I love gaming, and wish I could devote more time to it, but no matter how much I leave a game, or console, behind I know it will always be there waiting for me, ready to take me out of myself for a few hours, or even back to a past life where I was able to while away days on end tackling bad guys.
My gaming journey started in the early 80s, with Manic Miner, The Hobbit and JetPack. As pure gaming experiences they still stand up, even if they look so retro kids today probably think Charles Dickens played them. In fact, were you to show them to a young teenager now they’d probably look at you as if you’d just handed them a disembowelled blackbird.
Advancements in home computing brought the Amstrad, Atari and might Commodore Amiga – which might as well have been designed purely for gaming. Supercars, Lotus Esprit Turbo Challenge, Rainbow Island, Populous and Speedball loom large in my mind. The first-generation gaming consoles brought Goldeneye, Resident Evil, Street Fighter… I was hooked.

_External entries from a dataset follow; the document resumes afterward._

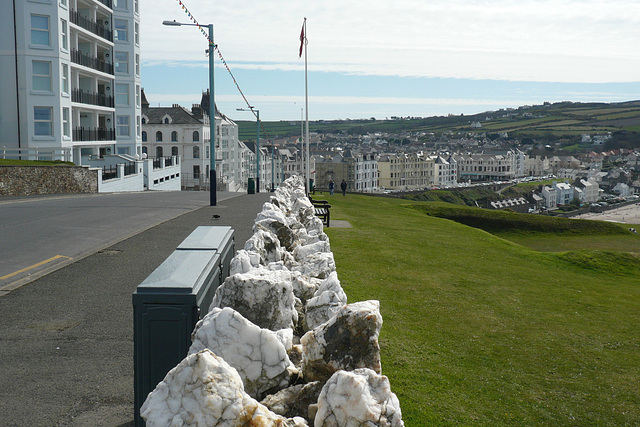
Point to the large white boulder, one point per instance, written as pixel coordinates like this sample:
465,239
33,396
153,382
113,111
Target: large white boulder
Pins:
265,297
358,398
203,390
259,355
348,341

Looking back the Noughties were probably my last great era of gaming, characterised by long nights smoking weed, drinking tea and playing online gaming and multiplayer shoot-em-ups. My first introduction to Silent Hill, Halo and a new generation of gaming blockbusters – and the first time I noticed video games featuring in mainstream advertising slots with beautifully-crafted spots for the biggest games.
Inevitably only the true blockbusters get much ad time devoted to them, so choices are naturally limited, but when they do the results are often spectacular.

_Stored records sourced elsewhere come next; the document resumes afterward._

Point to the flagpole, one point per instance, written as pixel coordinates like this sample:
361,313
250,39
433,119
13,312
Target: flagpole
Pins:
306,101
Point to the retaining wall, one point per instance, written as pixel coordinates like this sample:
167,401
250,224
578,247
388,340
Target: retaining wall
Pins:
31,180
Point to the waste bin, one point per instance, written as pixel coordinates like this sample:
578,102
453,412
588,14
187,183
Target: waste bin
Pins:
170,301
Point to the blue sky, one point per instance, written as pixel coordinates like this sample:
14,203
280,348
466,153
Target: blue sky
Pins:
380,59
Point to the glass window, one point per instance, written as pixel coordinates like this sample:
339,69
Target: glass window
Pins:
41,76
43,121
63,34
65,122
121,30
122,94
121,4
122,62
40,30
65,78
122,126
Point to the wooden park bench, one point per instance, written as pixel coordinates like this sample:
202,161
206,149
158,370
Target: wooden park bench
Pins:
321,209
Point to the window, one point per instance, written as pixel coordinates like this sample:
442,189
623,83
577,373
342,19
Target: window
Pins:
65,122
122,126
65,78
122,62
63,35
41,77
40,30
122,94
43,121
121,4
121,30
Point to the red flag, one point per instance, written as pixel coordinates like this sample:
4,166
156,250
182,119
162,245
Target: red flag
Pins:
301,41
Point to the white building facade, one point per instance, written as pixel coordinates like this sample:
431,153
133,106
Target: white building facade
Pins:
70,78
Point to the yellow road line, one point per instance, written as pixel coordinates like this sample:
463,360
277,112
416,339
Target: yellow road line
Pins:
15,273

I’ve little time for people who thumb their noses at gaming, and a selection of the following ads shows what a unique art form video games can sometimes be, as well as a fantastic, generally ultraviolent, retreat from reality.
I offer the following without much in the way of commentary. I just think they’re cool. And often, particularly in gaming, that’s just enough.
5 of the best: Video Games Adverts
Gears of War
Underneath every tough gear’s exterior is a sorrowful soul. Gears Of War mixes Halo’s high-octane action with a profound industrial gothic style and tone that is reminiscent of the Resident Evil and Silent Hill series of RPGs. I always thought I detected a little of Clive Barker’s hellish imagination too. Add in a dash of American war-movie cliche and you have some beautiful, melancholy nonsense, perfectly encapsulated in this stunning advert. A Mad World (Tears For Fears via Gary Jules) indeed.
Grand Theft Auto: San Andreas
GTA’s own sense of how absurd it is rescues it from simple shock value and the series has evoked – through a blend of pastiche and fond parody – the eras is portrays wonderfully. The cock-and-balls out macho silliness of Guns’N’Roses’ Welcome To The Jungle nails it. Vice City is the best game – I still remember with huge fondness returning home with a PS2 and copy of Vice City and subsequent delight of mowing down pedestrians in a Blista Compact (Honda CRX) to Human League’s Keep Feeling Fascination – but this ad for San Andreas is spot on.
Far Cry 2
It might have been Bizarre’s Project Gotham series that first realised the superb synthesis of gaming and contemporary music, evinced particularly well here. Equal parts 80s action movies and whacked-out Apocalypse Now jungle fever, the impeccable choice of music (Barra Barra – Rachid Taha) really makes this ad for weirdy mercenary effort Far Cry 2.
Halo – Believe is just a beautifully conceived and executed 90 seconds for one of the best games series ever. The diorama is an evocative blend of realistic war horror and the hard sci-fi space opera world Halo inhabits; the fear and hopelessness etched on the faces of the many soldiers bears witness to how much time, effort and inspiration goes into making video games. Music from Chopin’s Raindrop Prelude No 15 is just a sublime choice.
Silent Hill 3
No experience has unsettled me more than playing any of the Silent Hill games alone in the dark. This ad captures that terror best of the Silent Hill adverts, even though it’s hard to beat the first and second instalments for insidious uncanny, punctuated by moments of unbridled terror. Am I the only one whose neck hairs rise if they hear a ringing alarm bell?